Canada

Justin Trudeau’s other opponent

The new Liberal leader’s biggest rivalry may not be with Harper, but fellow progressive Mulcair

Trudeau’s other opponent

Photograph by Adam Scotti

The House of Commons is laid out to create confrontations, classically a prime minister and an opposition leader glaring at one another across the wide centre aisle. So when Justin Trudeau entered the chamber this week for the first time as Liberal leader, interest naturally focused on how he would fare against Stephen Harper. (Their initial exchange was disappointingly low-key.) But there is another equally intriguing, though less obvious, way to size up the House scene.
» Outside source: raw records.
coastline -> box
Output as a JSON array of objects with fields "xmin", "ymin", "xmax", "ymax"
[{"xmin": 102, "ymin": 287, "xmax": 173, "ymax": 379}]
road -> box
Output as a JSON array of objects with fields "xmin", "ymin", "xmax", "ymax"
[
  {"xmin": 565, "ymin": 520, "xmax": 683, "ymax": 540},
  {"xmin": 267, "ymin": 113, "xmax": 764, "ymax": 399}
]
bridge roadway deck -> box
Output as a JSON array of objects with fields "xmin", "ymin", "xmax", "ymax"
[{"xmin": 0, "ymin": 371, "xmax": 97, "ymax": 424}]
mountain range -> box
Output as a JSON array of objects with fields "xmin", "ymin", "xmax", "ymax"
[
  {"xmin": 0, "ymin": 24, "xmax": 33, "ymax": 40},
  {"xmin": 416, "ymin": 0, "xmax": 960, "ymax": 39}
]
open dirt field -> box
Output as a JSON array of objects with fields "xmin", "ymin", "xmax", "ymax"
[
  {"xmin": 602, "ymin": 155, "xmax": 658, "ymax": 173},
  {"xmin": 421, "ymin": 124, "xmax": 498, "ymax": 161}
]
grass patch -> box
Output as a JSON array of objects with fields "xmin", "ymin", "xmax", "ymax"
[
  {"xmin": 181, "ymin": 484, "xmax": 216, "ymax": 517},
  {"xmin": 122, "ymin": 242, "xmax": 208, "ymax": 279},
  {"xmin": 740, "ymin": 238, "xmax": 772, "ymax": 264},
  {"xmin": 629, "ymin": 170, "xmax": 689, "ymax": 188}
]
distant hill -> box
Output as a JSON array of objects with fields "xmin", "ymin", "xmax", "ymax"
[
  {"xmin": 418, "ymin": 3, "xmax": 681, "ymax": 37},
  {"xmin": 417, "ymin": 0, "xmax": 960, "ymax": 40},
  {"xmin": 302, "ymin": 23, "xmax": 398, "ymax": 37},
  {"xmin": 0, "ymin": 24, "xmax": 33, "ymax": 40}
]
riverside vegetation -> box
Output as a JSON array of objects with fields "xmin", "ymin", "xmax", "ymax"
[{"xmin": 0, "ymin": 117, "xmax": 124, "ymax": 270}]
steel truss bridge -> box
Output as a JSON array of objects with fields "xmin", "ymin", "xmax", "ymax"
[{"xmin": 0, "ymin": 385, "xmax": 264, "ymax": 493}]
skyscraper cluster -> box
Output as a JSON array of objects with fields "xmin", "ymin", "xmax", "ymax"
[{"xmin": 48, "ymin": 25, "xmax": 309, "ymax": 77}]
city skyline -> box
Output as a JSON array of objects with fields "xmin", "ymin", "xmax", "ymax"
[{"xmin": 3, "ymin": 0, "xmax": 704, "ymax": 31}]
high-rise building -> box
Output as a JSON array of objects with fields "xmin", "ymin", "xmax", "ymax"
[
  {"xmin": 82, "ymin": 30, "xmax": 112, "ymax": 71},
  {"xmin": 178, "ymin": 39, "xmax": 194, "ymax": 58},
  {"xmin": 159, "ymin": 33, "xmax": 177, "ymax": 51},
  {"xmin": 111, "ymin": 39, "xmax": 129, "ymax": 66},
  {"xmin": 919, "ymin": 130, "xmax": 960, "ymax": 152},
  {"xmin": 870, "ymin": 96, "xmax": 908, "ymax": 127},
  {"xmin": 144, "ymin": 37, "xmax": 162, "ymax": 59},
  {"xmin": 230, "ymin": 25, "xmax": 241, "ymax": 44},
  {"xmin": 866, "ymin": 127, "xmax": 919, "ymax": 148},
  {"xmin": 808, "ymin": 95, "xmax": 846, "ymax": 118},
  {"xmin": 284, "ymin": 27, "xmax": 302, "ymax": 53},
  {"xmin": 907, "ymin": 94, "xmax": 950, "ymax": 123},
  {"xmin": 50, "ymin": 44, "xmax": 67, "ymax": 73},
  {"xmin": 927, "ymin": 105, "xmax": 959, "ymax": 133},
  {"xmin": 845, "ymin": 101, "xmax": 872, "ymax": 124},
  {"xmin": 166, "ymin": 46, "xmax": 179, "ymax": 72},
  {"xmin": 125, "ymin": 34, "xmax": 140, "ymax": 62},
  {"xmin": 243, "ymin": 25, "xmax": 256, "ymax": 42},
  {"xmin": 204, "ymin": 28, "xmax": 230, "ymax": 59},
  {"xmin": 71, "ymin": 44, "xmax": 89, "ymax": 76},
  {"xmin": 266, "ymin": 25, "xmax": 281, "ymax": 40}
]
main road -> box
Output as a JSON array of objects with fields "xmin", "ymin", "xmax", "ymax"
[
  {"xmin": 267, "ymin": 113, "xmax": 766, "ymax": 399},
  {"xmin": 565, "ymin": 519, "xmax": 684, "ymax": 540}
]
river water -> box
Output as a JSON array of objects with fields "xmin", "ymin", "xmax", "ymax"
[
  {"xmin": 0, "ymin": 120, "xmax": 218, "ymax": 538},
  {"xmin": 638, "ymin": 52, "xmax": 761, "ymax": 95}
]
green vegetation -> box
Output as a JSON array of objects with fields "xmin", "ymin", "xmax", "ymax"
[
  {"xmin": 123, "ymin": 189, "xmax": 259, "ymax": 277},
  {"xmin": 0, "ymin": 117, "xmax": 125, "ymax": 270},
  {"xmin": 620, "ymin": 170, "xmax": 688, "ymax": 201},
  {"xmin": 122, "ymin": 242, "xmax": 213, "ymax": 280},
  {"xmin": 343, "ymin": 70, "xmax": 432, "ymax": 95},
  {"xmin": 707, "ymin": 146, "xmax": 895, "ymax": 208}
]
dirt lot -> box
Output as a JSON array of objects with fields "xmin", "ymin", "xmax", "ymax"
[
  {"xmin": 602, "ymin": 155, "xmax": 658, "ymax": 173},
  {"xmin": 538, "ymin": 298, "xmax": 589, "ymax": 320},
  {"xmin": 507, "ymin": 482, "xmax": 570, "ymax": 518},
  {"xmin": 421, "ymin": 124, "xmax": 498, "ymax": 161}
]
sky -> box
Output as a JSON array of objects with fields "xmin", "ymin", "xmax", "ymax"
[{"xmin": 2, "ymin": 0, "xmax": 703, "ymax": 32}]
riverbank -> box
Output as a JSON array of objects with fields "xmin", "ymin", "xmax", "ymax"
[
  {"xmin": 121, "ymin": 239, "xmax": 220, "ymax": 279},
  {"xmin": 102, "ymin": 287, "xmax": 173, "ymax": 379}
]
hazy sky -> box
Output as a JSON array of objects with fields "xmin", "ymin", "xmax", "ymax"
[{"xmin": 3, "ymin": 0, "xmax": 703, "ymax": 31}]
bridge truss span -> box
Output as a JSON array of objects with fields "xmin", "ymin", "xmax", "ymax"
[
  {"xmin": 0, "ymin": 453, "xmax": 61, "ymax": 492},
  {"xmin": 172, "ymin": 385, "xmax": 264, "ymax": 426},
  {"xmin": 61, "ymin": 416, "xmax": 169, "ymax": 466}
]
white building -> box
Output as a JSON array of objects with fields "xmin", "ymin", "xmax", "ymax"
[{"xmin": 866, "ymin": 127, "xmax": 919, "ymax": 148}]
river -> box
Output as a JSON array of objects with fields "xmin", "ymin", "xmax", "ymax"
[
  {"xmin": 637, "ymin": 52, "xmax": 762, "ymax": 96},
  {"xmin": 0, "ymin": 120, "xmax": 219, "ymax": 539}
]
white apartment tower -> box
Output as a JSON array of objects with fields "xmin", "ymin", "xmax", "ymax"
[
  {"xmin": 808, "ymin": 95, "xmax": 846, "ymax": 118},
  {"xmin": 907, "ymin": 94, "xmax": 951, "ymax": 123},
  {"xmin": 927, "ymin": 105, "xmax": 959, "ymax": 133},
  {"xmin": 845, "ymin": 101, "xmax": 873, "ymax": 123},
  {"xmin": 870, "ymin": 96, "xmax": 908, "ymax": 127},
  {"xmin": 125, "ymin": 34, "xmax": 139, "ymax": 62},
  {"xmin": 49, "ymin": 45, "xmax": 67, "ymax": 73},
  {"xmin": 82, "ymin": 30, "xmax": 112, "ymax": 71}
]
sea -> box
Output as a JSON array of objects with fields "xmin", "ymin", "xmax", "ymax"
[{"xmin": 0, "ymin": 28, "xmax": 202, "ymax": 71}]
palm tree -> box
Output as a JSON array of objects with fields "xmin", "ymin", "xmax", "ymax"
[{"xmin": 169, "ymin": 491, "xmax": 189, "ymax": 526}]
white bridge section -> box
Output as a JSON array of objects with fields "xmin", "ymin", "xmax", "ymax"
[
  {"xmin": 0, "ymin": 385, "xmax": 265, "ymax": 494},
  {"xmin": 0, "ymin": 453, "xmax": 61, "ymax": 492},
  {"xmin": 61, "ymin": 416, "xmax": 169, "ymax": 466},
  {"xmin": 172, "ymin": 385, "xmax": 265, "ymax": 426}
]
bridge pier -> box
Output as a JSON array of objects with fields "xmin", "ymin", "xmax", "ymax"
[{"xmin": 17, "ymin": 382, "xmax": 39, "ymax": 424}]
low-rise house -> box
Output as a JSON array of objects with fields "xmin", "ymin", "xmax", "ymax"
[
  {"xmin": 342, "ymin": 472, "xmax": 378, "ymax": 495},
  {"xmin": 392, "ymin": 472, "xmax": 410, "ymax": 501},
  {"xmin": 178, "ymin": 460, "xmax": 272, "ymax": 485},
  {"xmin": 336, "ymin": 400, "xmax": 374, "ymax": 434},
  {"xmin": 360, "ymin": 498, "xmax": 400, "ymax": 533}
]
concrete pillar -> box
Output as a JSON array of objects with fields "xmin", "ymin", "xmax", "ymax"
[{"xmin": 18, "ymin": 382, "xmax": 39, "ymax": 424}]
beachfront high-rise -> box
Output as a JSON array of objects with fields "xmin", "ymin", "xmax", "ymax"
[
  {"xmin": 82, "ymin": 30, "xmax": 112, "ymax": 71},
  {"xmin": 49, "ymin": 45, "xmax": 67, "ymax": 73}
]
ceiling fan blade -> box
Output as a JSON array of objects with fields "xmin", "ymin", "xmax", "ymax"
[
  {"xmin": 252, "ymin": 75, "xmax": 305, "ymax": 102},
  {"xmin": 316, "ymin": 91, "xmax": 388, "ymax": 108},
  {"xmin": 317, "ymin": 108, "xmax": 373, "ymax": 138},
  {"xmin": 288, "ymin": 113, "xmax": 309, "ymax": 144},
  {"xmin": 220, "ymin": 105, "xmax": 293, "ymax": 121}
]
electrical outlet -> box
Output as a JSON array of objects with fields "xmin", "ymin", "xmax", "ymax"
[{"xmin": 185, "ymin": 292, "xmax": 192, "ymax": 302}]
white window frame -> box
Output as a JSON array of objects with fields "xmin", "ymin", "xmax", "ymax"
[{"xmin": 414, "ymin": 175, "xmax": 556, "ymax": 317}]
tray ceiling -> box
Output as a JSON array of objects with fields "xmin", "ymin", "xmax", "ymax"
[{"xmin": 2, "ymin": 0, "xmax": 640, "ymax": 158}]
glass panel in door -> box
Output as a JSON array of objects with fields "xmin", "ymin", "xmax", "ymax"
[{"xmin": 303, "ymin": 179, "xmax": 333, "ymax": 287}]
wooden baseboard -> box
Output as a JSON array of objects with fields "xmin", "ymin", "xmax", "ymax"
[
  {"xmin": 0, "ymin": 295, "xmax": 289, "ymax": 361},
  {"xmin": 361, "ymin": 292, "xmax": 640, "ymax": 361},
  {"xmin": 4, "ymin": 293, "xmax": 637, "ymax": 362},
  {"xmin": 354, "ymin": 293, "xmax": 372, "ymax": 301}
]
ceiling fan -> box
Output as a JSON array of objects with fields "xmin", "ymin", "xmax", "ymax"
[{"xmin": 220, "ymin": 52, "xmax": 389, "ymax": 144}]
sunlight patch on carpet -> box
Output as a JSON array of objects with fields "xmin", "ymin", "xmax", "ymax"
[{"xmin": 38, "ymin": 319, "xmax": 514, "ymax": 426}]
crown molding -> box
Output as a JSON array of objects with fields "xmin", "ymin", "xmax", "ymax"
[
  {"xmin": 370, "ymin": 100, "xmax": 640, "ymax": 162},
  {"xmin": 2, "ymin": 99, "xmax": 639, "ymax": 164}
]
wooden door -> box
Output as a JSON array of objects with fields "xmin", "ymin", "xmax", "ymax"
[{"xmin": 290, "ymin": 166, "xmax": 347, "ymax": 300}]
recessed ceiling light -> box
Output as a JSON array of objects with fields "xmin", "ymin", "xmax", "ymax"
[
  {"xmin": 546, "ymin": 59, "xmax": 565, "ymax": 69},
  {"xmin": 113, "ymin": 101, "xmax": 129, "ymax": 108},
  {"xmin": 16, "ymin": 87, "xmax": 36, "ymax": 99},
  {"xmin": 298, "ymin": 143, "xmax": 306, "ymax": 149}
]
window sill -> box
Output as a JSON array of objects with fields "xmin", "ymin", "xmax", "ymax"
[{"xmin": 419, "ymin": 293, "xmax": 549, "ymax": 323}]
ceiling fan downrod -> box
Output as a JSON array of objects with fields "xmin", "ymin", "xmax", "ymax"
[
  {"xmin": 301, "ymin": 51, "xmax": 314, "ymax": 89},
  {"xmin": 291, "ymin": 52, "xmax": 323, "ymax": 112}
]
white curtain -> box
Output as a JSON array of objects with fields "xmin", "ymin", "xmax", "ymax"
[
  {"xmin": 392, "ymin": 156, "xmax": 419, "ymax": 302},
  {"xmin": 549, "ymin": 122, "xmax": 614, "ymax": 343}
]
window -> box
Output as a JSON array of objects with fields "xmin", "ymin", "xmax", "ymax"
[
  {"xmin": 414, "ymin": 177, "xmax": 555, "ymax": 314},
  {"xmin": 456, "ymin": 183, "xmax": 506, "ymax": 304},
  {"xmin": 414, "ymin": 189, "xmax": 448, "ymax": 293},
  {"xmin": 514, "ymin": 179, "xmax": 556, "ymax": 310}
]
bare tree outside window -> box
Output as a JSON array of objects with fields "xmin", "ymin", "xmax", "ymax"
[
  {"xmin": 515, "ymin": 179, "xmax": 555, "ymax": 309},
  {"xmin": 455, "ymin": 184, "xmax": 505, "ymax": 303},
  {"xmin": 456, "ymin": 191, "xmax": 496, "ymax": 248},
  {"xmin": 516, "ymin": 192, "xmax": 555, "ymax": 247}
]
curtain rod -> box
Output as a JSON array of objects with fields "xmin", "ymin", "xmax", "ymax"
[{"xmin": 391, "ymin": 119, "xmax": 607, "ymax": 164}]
If Trudeau takes a sidelong glance from his new front-bench seat, he’s liable to catch sight of the brooding profile of NDP Leader Thomas Mulcair—potentially his even more important adversary in the next election.

Neither Mulcair nor Trudeau seems eager to publicly emphasize his rivalry with the other, at least not nearly as much as his desire to bring down Harper. Yet in key election battlegrounds—notably Quebec, home province of both—their success in the expected 2015 campaign will depend largely on which left-of-centre party comes out on top and by how much. “It really comes down to trying to eliminate the other progressive option,” says Ipsos Reid pollster Darrell Bricker. Recent polls show the Liberals surging past the NDP on the strength of the excitement Trudeau generated cruising to victory in the party’s leadership race. That sort of bounce for a new leader is typical, but not easy to sustain. Still, the opinion shift provides a glimpse of how Trudeau’s rise, if he doesn’t falter, might change the next election’s outcome.

Wilfrid Laurier University’s Laurier Institute for the Study of Public Opinion and Policy blended the findings of five national polls, conducted in late March and early April, and projected that if those voter preferences prevailed on election day, the Tories would be reduced to a minority, 138 seats down from 164. The Liberals would vault into second place, rising to 93 MPs from today’s 35, while the NDP would be relegated back to third, dropping to 89 seats from 100. Barry Kay, a political science professor at the university and an associate at the institute, says projected Liberal gains in Quebec—from today’s eight seats to a respectable 23—would come mainly from the NDP. In Atlantic Canada and Ontario, Trudeau would pick up ridings primarily from the Tories—sometimes as a result, not so much of the Conservative vote slipping, but of NDP support shifting to the Liberals.

Bricker sees taking votes back from the NDP as Trudeau’s main task ahead. His latest Ipsos Reid poll, conducted March 28 to April 3, put the Liberals at 32 per cent, a hair above the Tories at 31 per cent, with the NDP close behind at 27 per cent. But he sees Harper’s support as solid at that level, unlikely to erode further. For Trudeau to find more votes in winnable ridings, he must slice deeper into Mulcair’s share. “As long as the NDP stays at this artificially high level, which is historical for them, it really doesn’t matter what else the Liberals do,” Bricker says.

Of course, the NDP doesn’t concede that polling in the high twenties is artificially elevated. In fact, a senior NDP strategist, who asked not to be named, argues it’s the recent Liberal numbers that are inflated. He pointed to how Stéphane Dion and Michael Ignatieff both enjoyed short-lived polling spikes after they won the Liberal leadership, only to drag the party down to crushing defeats in the last two elections. As well, the strategist says the NDP’s main concern in Quebec is any recovery of the Bloc Québécois, not a Trudeau-led Liberal revival. The NDP takes solace from numbers that suggest the Liberal leadership race failed to spark much enthusiasm in Quebec. Out of about 104,000 Liberal party members and supporters who voted—an overwhelming 80 per cent of them for Trudeau—just 11,929 were Quebecers. That’s only slightly more than one in 10 ballots cast, from a province that accounts for nearly a quarter of the country’s population.

There are hints, however, that the NDP is taking the Trudeau threat more seriously than Mulcair’s advisers admit. Although the Tories were out first this week with widely anticipated anti-Trudeau attack ads, the NDP is also producing new TV spots. According to the NDP strategist, they will highlight Mulcair’s experience—implying a contrast with Trudeau. Like their Tory counterparts, NDP strategists apparently see Trudeau as lacking a credible prime minister’s resumé. At an NDP policy convention last weekend in Montreal, though, Mulcair mainly left it to other New Democrat MPs to dismiss the new Liberal leader. Trudeau was more overt in his acceptance speech after his leadership win was announced in Ottawa, lumping Mulcair in with Harper as “divisive and negative.”

Canadian politics is often portrayed as if it follows the two-party U.S. or British mode, as a right-vs.-left affair. But with the rise of Trudeau making it a three-party contest again, the first order of political business might not be to defeat Stephen Harper so much as to establish which rival really ranks as his foremost challenge.